In an earlier conversation with this reporter, she said she went to an all Japanese kindergarten school where she felt so different. “At school I am Japanese. After school, I became Chamorro.”

She had also mentioned years ago that she engaged in brawls with boys at school over them teasing her as “toming” — Japanese for Chamorro. She had quickly adapted to the Chamorro ways and she admitted she spoke better Chamorro than Nihongo.

Her transition from kindergarten to grade school was fraught with difficulty as she had to live again with her own family in Kagman.

In an interview with Variety last week, she says she managed to reach fifth or sixth grade and school was cut short during the war. When war came to Saipan, she says, they were already learning fractions and divisions.

“Fear is everywhere,” she says as the whole island braced for an impending American invasion.

At home, there was frantic preparation to evacuate to safe grounds.

Little did the innocent Kimiko know that her father had been mapping out their escape path long before the war arrived.

There was that  one dinner, she remembers, that everyone appeared wallowing in inconsolable grief. There was fear of not being able to see each other again. After that brief  ceremony over dinner, they all packed and got ready to rendezvous in Talofofo.

After dinner, she narrates, they received instructions from her “otoosan” (father) on what to bring.

Taiichi, her eldest brother, would carry a bag containing pertinent family documents and cash.

Her older sisters Michiko and Nagako, and brother Hiroji were instructed to bring provisions.

When everyone was ready, her father ordered them to split into two groups. Asked, “ Why?”, Sister Antonieta says her father told them that if they left together as one group and a “bakudang” (bomb) hit them, they would all perish.

Michiko, Hiroji and Nagako were the first ones to leave en route to Talofofo where they would all meet.

Mr. and Mrs. Nishikawa, Taiichi, Kimiko, and Noboru — the youngest child — soon followed.

But the rendezvous never happened.

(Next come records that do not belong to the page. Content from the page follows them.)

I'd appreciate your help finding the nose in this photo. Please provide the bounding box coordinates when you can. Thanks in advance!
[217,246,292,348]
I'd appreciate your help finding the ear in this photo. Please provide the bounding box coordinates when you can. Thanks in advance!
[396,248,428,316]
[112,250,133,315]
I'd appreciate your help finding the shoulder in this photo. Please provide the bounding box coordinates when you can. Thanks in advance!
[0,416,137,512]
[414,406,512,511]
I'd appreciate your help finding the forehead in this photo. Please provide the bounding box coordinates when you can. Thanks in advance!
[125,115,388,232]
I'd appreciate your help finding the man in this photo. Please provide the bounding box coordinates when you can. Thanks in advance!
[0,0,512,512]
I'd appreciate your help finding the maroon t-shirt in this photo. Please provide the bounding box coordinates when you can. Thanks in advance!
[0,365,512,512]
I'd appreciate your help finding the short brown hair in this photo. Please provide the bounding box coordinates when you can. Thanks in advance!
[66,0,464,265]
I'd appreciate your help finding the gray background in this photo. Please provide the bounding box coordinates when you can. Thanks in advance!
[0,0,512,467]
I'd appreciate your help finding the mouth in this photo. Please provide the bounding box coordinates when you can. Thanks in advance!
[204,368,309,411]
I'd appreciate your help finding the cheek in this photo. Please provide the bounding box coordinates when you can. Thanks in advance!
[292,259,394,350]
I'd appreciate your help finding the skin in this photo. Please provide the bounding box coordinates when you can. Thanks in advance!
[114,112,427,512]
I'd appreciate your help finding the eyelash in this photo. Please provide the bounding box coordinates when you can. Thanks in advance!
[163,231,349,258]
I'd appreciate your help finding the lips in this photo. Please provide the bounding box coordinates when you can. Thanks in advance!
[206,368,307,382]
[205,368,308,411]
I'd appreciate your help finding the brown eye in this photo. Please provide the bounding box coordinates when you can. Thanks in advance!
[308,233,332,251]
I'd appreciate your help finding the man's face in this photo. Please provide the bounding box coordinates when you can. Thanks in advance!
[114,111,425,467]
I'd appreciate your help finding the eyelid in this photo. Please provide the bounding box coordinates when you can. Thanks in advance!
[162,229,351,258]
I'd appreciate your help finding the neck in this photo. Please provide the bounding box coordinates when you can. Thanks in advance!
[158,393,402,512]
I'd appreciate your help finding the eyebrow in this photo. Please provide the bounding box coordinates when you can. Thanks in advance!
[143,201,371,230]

Kimiko’s older siblings never showed up.

With a heavy heart, they moved on to a cave packed with other Japanese. After spending the night, there was riveting fear like voices echoing in the cave. They knew the place was going to be bombed and they had to scamper to safety. A bomb did hit them and the young Kimiko was hurled outside the cave,  luckily she survived.

For the young Kimiko, she found it remarkable how her father managed to find hiding places where it would be easy to get food and water. “I think my father had been planning this long before the war.”

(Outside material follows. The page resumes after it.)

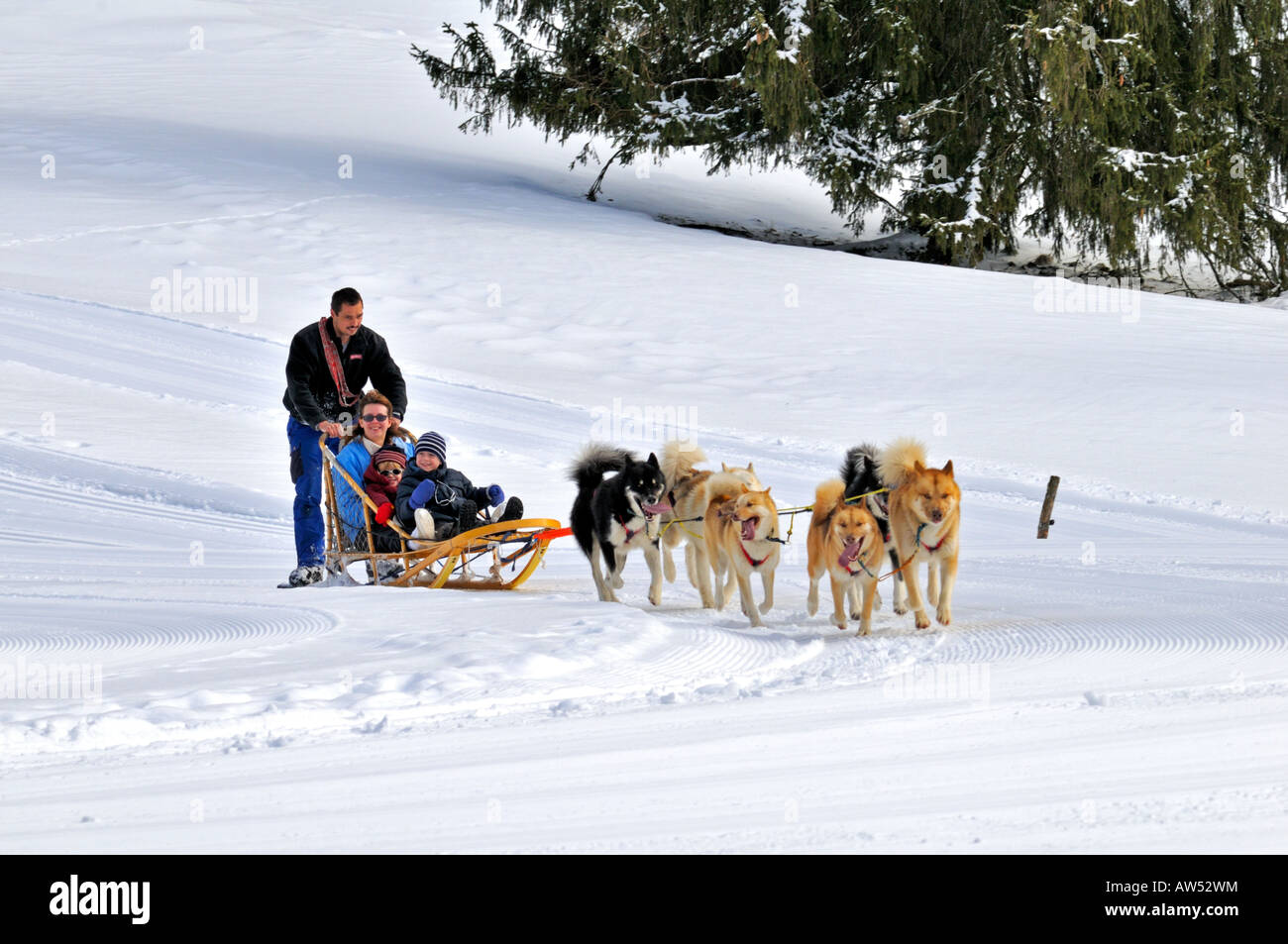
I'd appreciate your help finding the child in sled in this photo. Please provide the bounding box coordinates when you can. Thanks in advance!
[394,433,523,541]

To slake their thirst and stave off hunger, Mr. Nishikawa and Taiichi would fetch rainwater and  get food at night and stealthily wade through a labyrinth of sugarcane fields.

But the rustling of the sugarcane cane leaves betrayed them and in their wake shots were fired from the thick bushes.

Mr. Nishikawa was hit.

When her brother returned to the cave, Sister Antonieta recalls not expecting to see with him her  bloodied father,  fighting for his life. Otoosan never lived to see the next day.

With her father gone, Kimiko  remembers  her mother making the boldest of decisions — to return home.  She, her mother and brother thus found  themselves returning to their home in the farm.

But they never reached home that night.

[to be continued]

QUICK FACTS

•     Born in Garapan on April 24, 1934

•    The fifth child of a Japanese businessman-lawyer and tapioca farm owner

•    Adopted by  Juan and Mrs. Ana Ada

•    Her Japanese name is Kimiko Nishikawa.

•    Her siblings were Michiko, Taiichi, Hiroji, Nagano, Noboru,

•    In kindergarten, she engaged in brawls with Japanese classmates over them teasing her “Toming”

•    During the invasion of Saipan in 1944, the Nishikawa family split into two groups but failed to rendezvous in Talofofo.

•    War came to Saipan when Kimiko was studying fractions and division at school.